Stephen Bulger Gallery

BRIAN DUFFY: David Bowie

BRIAN DUFFY: David Bowie

Saturday, October 26, 2013Saturday, November 23, 2013


Toronto, ON Canada

The gallery is pleased to present its first solo exhibition of work by Brian Duffy, featuring his photographs of David Bowie in Gallery Two.

Duffy (b. London, 1933 - 2010), along with David Bailey and Terence Donovan, is recognized as one of the innovators of “documentary” fashion photography, a style which revolutionized fashion imagery and the industry. So influential were their images that in 1962 the Sunday Times dubbed Duffy, Bailey and Donovan the “Terrible Trio” and Norman Parkinson called them “The Black Trinity.” Together, they dominated the London photographic scene, constantly pushing each other to new heights.

Between the 1950s and 1970s, Duffy produced an extraordinary body of work spanning all of the photographic genres from portraits to reportage to advertising. Duffy was one of the few photographers to shoot two Pirelli calendars (1965 and 1973) and was a commercial success shooting high profile advertising campaigns for brands like Benson & Hedges and Smirnoff.

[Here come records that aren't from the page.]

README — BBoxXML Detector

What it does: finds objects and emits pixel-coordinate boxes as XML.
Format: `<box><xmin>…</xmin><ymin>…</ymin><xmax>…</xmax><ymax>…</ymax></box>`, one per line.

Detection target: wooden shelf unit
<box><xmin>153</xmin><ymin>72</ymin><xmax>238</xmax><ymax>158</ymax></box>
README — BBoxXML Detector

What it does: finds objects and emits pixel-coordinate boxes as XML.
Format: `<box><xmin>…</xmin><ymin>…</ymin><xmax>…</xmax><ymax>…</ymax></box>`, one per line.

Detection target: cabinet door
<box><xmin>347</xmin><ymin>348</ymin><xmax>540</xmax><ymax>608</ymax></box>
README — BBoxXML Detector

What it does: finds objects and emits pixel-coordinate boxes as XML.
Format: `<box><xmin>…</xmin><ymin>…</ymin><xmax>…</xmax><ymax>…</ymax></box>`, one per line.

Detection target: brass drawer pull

In 1972, Duffy photographed Bowie during his Ziggy Stardust tour and went on to shoot his album cover for Aladdin Sane (1973). The infamous flash on Bowie’s face was a groundbreaking move in the pre-punk era. Bowie was originally inspired by the lightening flash on Elvis’ “taking care of business” ring. Duffy and makeup artist Pierre La Roche recreated the effect with red lipstick based on the logo on a Panasonic rice cooker that was in the studio at the time. Duffy’s original printing of the work used the dye-transfer process, which was one of the most costly forms of printmaking at the time. Bowie and Duffy continued to work together for ten years, including the album’s Lodger (1979) and Scary Monsters (and Super Creeps) (1980). Overall, Duffy's input had a significant influence on Bowie's public image creation during this period and his photographs continue to be recognizable images in popular culture.

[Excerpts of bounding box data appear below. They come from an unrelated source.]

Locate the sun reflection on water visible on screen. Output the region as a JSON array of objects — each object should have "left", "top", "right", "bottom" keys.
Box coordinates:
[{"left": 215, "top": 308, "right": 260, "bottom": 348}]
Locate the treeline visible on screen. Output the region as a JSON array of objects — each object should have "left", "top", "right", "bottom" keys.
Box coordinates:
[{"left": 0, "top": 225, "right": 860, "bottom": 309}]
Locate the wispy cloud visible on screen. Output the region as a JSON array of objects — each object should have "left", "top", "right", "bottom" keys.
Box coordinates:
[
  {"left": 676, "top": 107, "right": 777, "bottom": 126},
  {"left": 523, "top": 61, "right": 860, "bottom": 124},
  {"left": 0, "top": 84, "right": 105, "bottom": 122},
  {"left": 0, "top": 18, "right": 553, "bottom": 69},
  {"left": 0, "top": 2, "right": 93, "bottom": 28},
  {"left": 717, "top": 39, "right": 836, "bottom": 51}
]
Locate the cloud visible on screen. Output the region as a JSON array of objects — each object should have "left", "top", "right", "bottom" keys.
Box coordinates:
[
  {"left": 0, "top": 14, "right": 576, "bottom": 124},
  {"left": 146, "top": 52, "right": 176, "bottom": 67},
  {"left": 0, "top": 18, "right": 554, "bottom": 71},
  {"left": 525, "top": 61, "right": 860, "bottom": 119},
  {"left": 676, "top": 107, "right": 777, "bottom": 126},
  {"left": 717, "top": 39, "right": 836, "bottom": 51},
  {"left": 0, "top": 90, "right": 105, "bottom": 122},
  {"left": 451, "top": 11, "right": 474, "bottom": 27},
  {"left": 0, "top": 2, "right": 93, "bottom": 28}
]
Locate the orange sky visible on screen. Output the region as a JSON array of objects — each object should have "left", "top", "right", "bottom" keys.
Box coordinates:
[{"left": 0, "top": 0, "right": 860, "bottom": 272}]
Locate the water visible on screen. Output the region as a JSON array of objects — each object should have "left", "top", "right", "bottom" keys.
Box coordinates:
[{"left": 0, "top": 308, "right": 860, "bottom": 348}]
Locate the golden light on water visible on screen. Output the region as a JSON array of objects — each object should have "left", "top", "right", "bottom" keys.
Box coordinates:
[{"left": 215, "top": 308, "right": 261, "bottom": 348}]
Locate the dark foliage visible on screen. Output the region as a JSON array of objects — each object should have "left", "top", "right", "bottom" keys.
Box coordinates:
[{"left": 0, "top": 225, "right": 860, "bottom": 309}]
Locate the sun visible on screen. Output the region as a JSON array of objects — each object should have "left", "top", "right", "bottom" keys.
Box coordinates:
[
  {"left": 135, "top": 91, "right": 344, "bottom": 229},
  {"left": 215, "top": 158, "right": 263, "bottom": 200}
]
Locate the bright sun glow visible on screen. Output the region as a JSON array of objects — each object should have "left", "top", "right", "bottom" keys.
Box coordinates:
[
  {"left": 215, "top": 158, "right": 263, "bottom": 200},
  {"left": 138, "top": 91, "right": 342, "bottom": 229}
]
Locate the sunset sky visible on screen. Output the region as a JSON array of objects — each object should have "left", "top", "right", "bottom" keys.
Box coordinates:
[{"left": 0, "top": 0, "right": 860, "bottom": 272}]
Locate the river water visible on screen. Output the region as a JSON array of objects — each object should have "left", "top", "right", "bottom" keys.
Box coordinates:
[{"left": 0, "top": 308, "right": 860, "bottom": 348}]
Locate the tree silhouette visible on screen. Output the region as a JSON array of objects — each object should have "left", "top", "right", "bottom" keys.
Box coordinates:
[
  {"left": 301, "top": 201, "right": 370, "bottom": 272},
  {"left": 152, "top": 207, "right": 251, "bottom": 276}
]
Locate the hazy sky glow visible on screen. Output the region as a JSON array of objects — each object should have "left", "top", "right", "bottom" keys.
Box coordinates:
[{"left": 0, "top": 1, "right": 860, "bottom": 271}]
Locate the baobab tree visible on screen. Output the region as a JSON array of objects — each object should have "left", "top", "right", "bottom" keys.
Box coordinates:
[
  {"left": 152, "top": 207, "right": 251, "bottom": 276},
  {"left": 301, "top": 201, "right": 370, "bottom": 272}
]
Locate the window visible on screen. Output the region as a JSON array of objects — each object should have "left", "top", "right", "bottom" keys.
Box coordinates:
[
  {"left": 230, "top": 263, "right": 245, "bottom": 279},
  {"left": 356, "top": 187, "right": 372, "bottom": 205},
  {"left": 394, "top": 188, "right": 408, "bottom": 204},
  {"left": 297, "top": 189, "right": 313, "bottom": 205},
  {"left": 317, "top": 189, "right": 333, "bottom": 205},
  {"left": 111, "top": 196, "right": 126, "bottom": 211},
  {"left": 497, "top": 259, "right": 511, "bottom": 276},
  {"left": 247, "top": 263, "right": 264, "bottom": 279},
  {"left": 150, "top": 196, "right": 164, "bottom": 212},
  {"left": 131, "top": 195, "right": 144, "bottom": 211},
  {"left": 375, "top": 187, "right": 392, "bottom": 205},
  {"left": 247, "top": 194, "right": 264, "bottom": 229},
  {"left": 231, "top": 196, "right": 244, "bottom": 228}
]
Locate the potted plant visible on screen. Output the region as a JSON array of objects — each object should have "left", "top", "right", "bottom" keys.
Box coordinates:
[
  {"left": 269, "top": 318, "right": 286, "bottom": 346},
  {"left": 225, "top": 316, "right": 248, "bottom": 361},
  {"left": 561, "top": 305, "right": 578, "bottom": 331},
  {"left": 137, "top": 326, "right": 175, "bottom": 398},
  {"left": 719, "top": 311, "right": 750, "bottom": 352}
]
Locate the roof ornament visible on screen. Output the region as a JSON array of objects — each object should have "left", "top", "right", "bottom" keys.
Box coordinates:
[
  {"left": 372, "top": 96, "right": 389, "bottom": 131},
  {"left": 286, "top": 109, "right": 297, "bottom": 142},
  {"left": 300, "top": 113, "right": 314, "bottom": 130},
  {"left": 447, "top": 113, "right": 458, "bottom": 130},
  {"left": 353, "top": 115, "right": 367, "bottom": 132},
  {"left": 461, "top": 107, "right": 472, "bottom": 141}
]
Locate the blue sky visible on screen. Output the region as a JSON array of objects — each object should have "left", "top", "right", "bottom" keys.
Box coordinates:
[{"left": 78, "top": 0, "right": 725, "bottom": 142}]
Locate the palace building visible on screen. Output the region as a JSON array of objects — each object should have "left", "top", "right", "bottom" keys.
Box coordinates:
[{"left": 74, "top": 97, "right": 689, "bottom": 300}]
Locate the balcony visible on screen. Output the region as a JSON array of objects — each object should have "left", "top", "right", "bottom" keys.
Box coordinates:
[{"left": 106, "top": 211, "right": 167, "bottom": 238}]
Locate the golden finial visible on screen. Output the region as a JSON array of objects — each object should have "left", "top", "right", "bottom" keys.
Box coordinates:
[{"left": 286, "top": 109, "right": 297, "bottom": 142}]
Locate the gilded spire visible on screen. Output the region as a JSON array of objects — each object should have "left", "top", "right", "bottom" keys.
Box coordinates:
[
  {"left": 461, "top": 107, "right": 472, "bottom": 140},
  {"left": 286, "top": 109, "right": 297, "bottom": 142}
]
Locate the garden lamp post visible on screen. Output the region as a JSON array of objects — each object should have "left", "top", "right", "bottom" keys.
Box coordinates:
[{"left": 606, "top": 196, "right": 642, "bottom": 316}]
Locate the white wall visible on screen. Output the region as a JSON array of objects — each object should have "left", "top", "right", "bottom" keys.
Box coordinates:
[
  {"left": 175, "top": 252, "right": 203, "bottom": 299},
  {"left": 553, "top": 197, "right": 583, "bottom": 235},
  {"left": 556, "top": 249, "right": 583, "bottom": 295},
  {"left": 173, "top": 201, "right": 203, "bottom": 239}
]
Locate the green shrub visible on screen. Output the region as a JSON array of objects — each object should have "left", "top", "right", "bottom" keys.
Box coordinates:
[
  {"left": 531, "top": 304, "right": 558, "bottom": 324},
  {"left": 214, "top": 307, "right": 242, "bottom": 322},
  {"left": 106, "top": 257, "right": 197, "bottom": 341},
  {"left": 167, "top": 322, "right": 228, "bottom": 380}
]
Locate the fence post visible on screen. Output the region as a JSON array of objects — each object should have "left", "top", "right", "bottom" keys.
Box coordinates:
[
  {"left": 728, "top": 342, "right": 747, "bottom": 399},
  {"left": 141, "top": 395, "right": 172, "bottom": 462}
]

In 1979, Duffy decided to give up photography and burned many of his negatives in his yard. He then moved on to commercials, never to return to the still camera again. The Duffy Archive is made up of negatives and contact sheets that have been retrieved from numerous UK and International magazines and newspapers, such as Vogue, French Elle, Glamour, The Times, The Telegraph, Queen, Town and London Life. Other sources include Duffy’s remaining personal collection and boxes filled with negatives that have been recently discovered and salvaged. Duffy’s photographs of David Bowie can also be viewed in the Art Gallery of Ontario current exhibition “David Bowie Is,” which will be on display until November 27, 2013.